For the reasons set forth above, the Motion will be denied. An Order consistent with this Opinion will be entered.

FootNotes


1. I have jurisdiction to hear this matter pursuant to 28 U.S.C. §§ 157 and 1334. This matter is a core, non-Stern proceeding pursuant to 28 U.S.C. § 157(b)(2)(A) and (B). This Opinion constitutes findings of fact and conclusions of law made under Fed. R. Bankr. P. 7052, which is applicable to contested matters pursuant to Fed. R. Bank. P. 9014.
2. Durham requested approval of an administrative claim in the amount of $182,484.06, the amount of the pre-petition amounts collected, rather than the amount of $115,547.11, the post-petition amount collected. If I were to accept the legal argument advanced in the Motion, Durham would be entitled to an administrative claim of $115,547.11.
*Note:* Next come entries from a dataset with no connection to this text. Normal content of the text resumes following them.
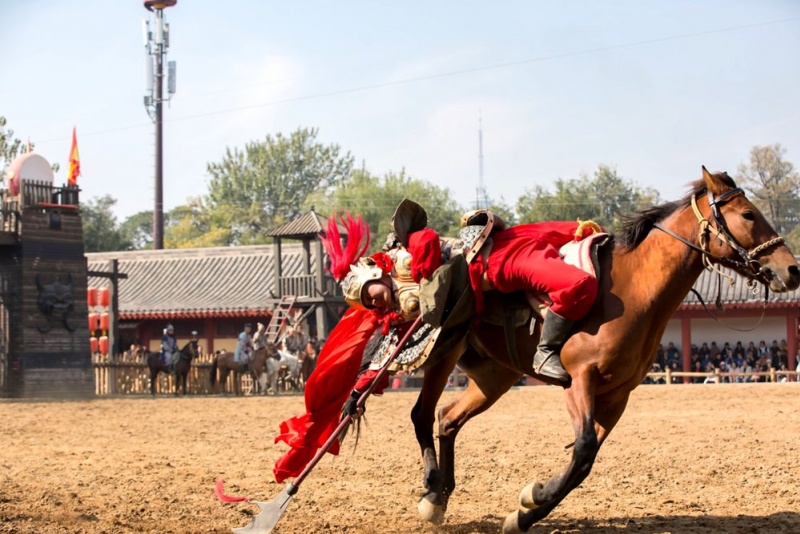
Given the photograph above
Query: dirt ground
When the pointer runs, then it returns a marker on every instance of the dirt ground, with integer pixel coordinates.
(685, 459)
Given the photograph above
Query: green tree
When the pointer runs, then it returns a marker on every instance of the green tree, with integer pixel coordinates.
(375, 199)
(267, 183)
(138, 230)
(604, 198)
(100, 230)
(193, 225)
(774, 185)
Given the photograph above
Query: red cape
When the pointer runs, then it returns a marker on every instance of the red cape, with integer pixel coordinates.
(326, 391)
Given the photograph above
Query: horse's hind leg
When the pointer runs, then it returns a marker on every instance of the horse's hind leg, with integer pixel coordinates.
(489, 380)
(431, 506)
(591, 428)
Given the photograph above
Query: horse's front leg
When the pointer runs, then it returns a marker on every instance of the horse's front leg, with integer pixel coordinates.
(489, 380)
(431, 506)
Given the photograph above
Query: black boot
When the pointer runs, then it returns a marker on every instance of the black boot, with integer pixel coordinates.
(547, 361)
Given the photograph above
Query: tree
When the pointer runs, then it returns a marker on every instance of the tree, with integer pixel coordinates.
(193, 225)
(100, 230)
(375, 199)
(9, 147)
(774, 185)
(138, 230)
(603, 198)
(267, 183)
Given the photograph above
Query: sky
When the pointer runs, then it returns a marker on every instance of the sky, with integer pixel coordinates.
(653, 89)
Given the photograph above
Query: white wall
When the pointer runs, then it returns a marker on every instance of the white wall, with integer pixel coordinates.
(708, 330)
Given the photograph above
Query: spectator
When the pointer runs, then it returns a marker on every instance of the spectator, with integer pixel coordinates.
(673, 354)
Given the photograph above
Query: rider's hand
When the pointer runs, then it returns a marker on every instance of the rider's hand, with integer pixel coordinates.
(351, 407)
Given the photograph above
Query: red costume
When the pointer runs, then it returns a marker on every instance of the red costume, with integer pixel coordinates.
(523, 257)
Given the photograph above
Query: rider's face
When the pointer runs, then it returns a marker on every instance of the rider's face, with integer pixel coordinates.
(377, 294)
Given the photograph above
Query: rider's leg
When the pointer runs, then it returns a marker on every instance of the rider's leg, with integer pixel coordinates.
(547, 360)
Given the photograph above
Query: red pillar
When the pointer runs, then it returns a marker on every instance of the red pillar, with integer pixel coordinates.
(791, 340)
(208, 328)
(686, 346)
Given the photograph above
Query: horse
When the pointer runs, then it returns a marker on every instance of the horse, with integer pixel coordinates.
(283, 372)
(226, 363)
(182, 366)
(644, 275)
(307, 358)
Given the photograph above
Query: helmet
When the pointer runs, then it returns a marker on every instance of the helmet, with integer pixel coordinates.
(365, 270)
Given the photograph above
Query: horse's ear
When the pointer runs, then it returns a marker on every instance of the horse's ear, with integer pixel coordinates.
(714, 183)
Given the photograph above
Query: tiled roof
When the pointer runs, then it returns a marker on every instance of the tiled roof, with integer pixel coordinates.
(204, 282)
(738, 295)
(309, 224)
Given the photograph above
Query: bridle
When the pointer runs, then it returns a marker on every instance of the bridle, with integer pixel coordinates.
(747, 264)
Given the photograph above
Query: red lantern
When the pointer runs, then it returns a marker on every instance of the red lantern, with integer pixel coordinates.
(91, 296)
(104, 296)
(103, 344)
(104, 321)
(94, 322)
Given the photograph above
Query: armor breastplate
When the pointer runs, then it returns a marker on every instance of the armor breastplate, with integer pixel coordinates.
(406, 290)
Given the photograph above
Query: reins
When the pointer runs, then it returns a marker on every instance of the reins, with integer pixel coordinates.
(749, 266)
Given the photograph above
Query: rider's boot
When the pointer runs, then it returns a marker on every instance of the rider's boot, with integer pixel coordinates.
(547, 361)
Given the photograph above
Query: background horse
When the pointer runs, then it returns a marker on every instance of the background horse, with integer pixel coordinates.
(182, 366)
(642, 281)
(225, 363)
(283, 373)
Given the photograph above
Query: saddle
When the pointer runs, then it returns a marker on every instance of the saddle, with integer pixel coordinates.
(450, 284)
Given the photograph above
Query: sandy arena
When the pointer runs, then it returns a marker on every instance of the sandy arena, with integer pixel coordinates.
(687, 459)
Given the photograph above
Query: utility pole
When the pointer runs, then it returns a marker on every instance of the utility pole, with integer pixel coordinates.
(157, 43)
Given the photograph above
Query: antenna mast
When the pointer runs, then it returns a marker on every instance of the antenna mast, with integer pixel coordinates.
(156, 42)
(481, 198)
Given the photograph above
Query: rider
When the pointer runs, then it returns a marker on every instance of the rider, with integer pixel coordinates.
(259, 337)
(521, 258)
(244, 347)
(169, 346)
(383, 290)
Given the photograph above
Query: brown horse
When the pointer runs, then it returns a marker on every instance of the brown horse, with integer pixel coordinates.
(658, 256)
(226, 363)
(182, 366)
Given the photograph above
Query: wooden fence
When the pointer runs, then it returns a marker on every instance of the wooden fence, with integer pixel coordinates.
(122, 375)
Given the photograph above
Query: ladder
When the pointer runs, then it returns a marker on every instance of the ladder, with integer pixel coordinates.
(279, 319)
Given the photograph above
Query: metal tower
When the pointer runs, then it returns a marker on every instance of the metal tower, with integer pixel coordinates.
(156, 42)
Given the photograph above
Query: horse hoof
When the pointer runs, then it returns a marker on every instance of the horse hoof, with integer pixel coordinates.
(430, 512)
(511, 524)
(526, 497)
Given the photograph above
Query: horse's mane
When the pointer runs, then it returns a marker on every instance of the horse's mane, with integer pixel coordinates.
(636, 227)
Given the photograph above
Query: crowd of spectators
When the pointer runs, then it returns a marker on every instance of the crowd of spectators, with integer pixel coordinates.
(726, 359)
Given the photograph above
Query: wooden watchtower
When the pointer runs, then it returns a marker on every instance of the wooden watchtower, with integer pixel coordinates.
(44, 335)
(313, 286)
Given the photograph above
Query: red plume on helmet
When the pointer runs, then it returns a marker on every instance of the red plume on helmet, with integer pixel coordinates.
(357, 231)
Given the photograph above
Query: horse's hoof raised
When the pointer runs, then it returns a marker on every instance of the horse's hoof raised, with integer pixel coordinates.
(430, 512)
(526, 497)
(511, 524)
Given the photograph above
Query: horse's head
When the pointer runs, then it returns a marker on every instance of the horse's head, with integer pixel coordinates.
(189, 350)
(734, 231)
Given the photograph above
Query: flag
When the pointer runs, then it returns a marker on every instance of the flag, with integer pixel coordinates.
(74, 162)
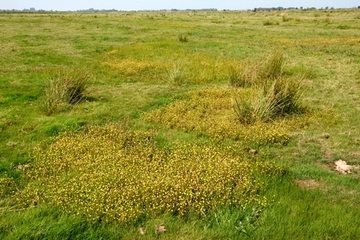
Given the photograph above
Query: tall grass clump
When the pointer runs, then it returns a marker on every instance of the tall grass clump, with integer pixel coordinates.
(176, 73)
(63, 90)
(277, 96)
(257, 73)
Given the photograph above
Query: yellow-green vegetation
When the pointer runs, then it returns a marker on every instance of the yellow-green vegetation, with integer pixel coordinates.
(211, 112)
(112, 174)
(233, 122)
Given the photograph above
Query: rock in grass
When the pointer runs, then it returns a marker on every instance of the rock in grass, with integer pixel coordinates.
(341, 166)
(326, 135)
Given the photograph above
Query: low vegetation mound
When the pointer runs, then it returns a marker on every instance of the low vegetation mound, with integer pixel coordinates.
(111, 174)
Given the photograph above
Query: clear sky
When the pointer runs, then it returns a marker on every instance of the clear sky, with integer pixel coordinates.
(64, 5)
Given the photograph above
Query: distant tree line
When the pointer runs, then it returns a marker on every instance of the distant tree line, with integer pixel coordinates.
(30, 10)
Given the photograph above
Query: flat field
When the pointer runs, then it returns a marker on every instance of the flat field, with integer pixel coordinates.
(180, 125)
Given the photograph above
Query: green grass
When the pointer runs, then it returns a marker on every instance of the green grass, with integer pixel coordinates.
(176, 74)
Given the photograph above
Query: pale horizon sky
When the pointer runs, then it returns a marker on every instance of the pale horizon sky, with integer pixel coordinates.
(72, 5)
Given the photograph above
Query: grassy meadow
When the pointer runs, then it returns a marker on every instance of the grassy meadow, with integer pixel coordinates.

3. Although the Amended Factoring Agreement is governed by New York law, the conversion claim is governed by the law of the state with the most significant relationship to the occurrence and the parties. Restatement (Second) of Conflict of Laws § 145. I find that the law of Pennsylvania should be applied. But even if I were to apply New York law, no conflicts of law issue emerges. Under New York law, "[a] conversion takes place when someone, intentionally and without authority, assumes or exercises control over personal property belonging to someone else, interfering with that person's right of possession." Colavito v. N.Y. Organ Donor Network, Inc., 860 N.E.2d 713, 717 (N.Y. 2006). The standards of New York and Pennsylvania, while phrased differently, are substantively the same.